Hoge investeringen ondanks tanend producentenvertrouwen
De index van het producentenvertrouwen is een overallindicator waarmee maandelijks de stemming binnen de Nederlandse industrie wordt weergegeven. Wanneer we nu kijken naar de ontwikkeling van de investeringen en van het producentenvertrouwen, dan blijkt dat ondernemers geneigd zijn meer te investeren wanneer zij vertrouwen hebben in de economische ontwikkeling.
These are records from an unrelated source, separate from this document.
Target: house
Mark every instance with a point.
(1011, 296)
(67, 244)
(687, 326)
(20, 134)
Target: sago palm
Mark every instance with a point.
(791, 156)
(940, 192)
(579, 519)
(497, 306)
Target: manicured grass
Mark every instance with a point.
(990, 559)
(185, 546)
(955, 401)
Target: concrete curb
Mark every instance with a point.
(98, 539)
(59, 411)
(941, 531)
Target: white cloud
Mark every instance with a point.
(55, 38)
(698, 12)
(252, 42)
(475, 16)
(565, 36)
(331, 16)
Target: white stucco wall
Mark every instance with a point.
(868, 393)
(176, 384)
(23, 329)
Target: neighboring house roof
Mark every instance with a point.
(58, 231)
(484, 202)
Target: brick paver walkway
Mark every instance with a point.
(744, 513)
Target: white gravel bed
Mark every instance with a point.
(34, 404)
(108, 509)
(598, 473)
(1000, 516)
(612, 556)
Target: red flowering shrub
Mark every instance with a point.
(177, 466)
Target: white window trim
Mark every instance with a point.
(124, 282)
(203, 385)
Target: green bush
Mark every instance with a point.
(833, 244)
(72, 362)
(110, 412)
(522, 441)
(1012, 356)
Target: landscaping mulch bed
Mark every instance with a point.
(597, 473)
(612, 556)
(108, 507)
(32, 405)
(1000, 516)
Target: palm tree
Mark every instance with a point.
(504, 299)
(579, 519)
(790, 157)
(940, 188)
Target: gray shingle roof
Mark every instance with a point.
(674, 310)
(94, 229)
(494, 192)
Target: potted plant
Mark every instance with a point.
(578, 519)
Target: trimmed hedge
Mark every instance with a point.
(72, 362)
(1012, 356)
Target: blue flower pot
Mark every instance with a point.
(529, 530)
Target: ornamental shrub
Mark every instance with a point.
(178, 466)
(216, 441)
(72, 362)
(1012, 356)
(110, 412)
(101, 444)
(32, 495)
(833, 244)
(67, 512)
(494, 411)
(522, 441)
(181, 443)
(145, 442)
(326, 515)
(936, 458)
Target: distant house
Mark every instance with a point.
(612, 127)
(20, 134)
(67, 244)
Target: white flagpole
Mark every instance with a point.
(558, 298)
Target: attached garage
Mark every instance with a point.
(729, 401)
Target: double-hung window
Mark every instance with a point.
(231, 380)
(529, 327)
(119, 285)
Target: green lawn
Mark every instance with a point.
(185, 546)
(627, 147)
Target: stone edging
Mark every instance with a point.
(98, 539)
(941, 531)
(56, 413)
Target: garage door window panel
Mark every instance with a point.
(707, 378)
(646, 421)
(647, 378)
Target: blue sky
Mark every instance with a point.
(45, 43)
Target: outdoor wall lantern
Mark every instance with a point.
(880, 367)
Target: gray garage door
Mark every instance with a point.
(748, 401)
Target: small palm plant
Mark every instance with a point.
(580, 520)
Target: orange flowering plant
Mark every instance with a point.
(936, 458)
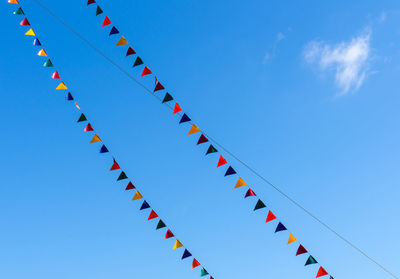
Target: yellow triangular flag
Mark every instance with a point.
(177, 244)
(291, 239)
(95, 139)
(61, 86)
(30, 32)
(42, 52)
(122, 42)
(193, 130)
(137, 196)
(240, 183)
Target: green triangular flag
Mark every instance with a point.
(82, 118)
(138, 62)
(122, 176)
(203, 272)
(160, 225)
(211, 149)
(19, 12)
(259, 205)
(311, 260)
(167, 98)
(99, 10)
(48, 63)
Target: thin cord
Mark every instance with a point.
(224, 148)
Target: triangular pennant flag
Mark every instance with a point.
(103, 149)
(30, 32)
(291, 239)
(69, 97)
(48, 63)
(169, 234)
(130, 186)
(177, 108)
(113, 31)
(146, 71)
(106, 21)
(55, 75)
(203, 272)
(271, 216)
(184, 119)
(211, 149)
(195, 263)
(152, 215)
(115, 166)
(280, 227)
(240, 183)
(301, 250)
(88, 128)
(250, 193)
(130, 51)
(158, 87)
(122, 176)
(160, 225)
(167, 98)
(138, 62)
(95, 139)
(177, 244)
(193, 130)
(311, 260)
(202, 139)
(19, 12)
(137, 196)
(186, 254)
(259, 205)
(24, 22)
(321, 272)
(36, 42)
(98, 10)
(145, 205)
(82, 118)
(230, 171)
(222, 162)
(61, 86)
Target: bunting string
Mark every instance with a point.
(153, 215)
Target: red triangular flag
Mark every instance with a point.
(250, 193)
(301, 250)
(115, 166)
(146, 71)
(221, 161)
(106, 21)
(55, 75)
(202, 139)
(321, 272)
(130, 186)
(169, 234)
(152, 215)
(130, 51)
(195, 263)
(158, 87)
(270, 217)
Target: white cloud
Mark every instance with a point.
(349, 60)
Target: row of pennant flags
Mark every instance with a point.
(184, 118)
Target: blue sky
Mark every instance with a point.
(306, 93)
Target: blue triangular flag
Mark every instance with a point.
(230, 171)
(113, 31)
(36, 42)
(186, 254)
(280, 228)
(103, 149)
(145, 205)
(184, 118)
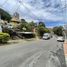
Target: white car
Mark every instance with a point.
(60, 38)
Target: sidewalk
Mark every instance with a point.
(65, 51)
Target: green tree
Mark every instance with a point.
(5, 15)
(42, 24)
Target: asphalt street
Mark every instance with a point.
(40, 53)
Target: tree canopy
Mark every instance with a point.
(5, 15)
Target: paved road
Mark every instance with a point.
(41, 53)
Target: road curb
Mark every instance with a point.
(65, 51)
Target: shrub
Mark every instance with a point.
(4, 37)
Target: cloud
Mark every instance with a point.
(52, 10)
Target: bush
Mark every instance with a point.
(4, 37)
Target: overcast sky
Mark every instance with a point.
(51, 12)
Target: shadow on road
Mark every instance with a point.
(57, 59)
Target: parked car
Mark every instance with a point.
(60, 38)
(46, 36)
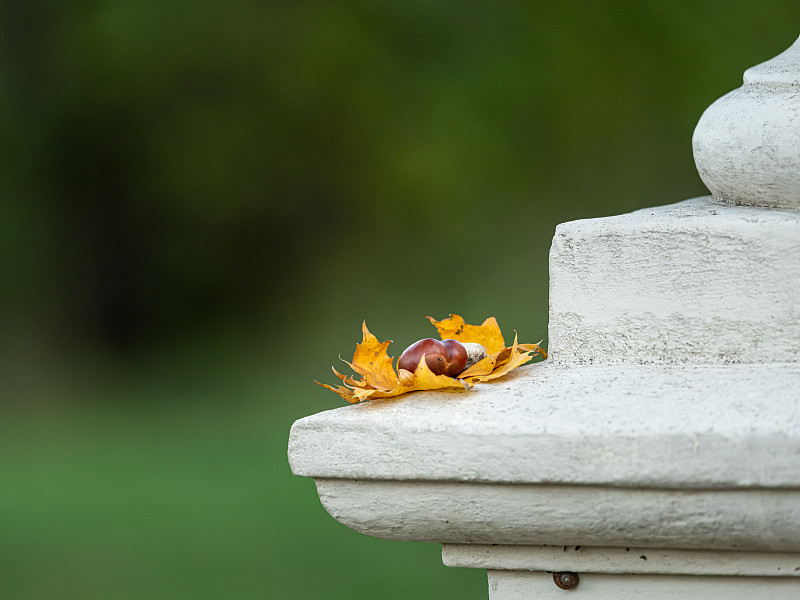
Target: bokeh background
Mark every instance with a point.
(201, 201)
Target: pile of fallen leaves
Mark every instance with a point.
(378, 378)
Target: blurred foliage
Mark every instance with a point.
(170, 163)
(201, 202)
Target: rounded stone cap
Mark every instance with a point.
(747, 143)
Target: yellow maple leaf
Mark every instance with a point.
(380, 380)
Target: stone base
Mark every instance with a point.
(524, 572)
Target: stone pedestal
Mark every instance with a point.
(656, 453)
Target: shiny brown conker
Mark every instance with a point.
(443, 357)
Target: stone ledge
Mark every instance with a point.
(566, 515)
(634, 426)
(692, 282)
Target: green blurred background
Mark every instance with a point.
(202, 200)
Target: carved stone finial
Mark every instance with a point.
(747, 143)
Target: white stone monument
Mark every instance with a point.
(656, 453)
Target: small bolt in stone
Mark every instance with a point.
(566, 580)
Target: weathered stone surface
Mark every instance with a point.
(665, 426)
(692, 282)
(747, 144)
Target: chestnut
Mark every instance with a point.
(443, 357)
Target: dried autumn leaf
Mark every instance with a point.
(379, 379)
(487, 334)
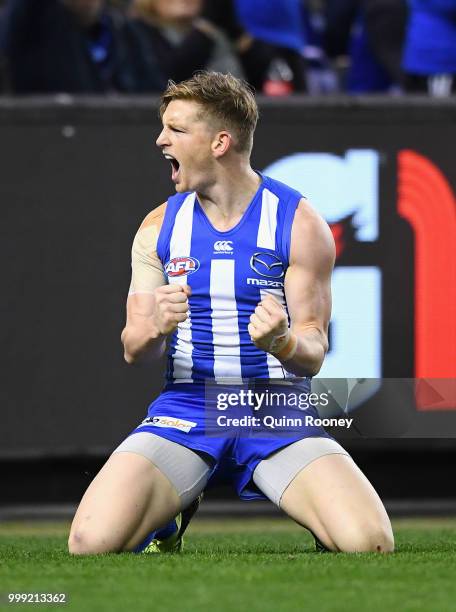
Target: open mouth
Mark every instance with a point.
(175, 165)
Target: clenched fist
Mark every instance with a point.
(171, 307)
(268, 326)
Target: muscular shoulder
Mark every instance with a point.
(155, 217)
(146, 238)
(311, 238)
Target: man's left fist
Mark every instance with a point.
(268, 326)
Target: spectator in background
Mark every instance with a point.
(280, 26)
(181, 40)
(429, 59)
(74, 46)
(369, 35)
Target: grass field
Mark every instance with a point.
(232, 565)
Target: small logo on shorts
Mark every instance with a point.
(171, 422)
(181, 266)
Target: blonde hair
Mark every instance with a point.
(230, 101)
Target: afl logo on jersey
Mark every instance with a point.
(181, 266)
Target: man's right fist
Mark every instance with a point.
(171, 307)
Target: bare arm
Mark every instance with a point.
(308, 289)
(141, 334)
(303, 346)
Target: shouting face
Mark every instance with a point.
(187, 142)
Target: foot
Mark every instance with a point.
(170, 538)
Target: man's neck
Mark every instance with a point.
(227, 199)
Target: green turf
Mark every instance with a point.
(250, 565)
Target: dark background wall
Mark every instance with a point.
(77, 178)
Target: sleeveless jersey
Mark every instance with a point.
(229, 273)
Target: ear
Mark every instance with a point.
(221, 143)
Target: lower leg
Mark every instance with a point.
(334, 499)
(127, 500)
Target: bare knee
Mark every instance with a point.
(368, 537)
(82, 542)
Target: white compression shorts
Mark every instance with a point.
(189, 471)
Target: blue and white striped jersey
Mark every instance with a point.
(229, 273)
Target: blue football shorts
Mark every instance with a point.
(180, 415)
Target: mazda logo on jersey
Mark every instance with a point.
(267, 264)
(181, 266)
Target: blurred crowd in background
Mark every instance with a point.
(280, 47)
Zo was in 1995 en 1997 het producentenvertrouwen groot. In 1996 vertoonde het echter een dal. Deze teruggang is geheel terug te vinden in de ontwikkeling van de investeringsverwachtingen. We kunnen zelfs deze ontwikkeling volgen binnen een kalenderjaar, omdat het CBS de enquête naar investeringsverwachtingen twee keer per jaar uitvoert: in het voorjaar en in het najaar. De uiteindelijke realisatie van de investeringen wordt in het jaar daarop gemeten.
Verwachte en gerealiseerde investeringen in de industrie (mutaties t.o.v. voorgaand jaar)
Sinds eind 1997 neemt het producentenvertrouwen geleidelijk af. Eind 1998 ligt de indicator iets boven de nul. Dit houdt in dat de stemming van de ondernemers is afgenomen tot ‘gematigd optimistisch’. Men zou verwachten dat ondernemers ten aanzien van hun investeringsverwachtingen een afwachtende houding zouden aannemen. Het tegendeel is het geval. Volgens de verwachtingen in de industrie is het investeringsniveau in 1999 ongeveer gelijk aan dat van 1998.
Producentenvertrouwen in de industrie (6 maands gemiddelde)
Investeringsmotieven
Ongeveer 70% van het investeringsbudget is bestemd om bestaande installaties te vervangen en de productiecapaciteit uit te breiden. Met efficiencyverbeteringen is circa 20% van het budget gemoeid. De motieven milieu en overig nemen samen de resterende 10% voor hun rekening.
Deze percentages moeten louter als een indicatie beschouwd worden. Het is voor de ondernemers namelijk zeer moeilijk om precies aan te geven in welke mate bijvoorbeeld de aanschaf van een nieuwe machine het resultaat is van een specifiek investeringsmotief. Maar duidelijk is dat vervanging, uitbreiding en efficiencyverbetering de drie belangrijkste motieven zijn.
Investeringsmotieven hangen ook samen met de stand van de conjunctuur. In een periode met een laag producentenvertrouwen, bijvoorbeeld in 1993, beperken de ondernemers hun investeringen meer tot het vervangen van de kapitaalgoederen. Daarentegen is uitbreiding van de productiecapaciteit in perioden met een hoog producentenvertrouwen (zoals 1995 en 1998) relatief het belangrijkste investeringsmotief.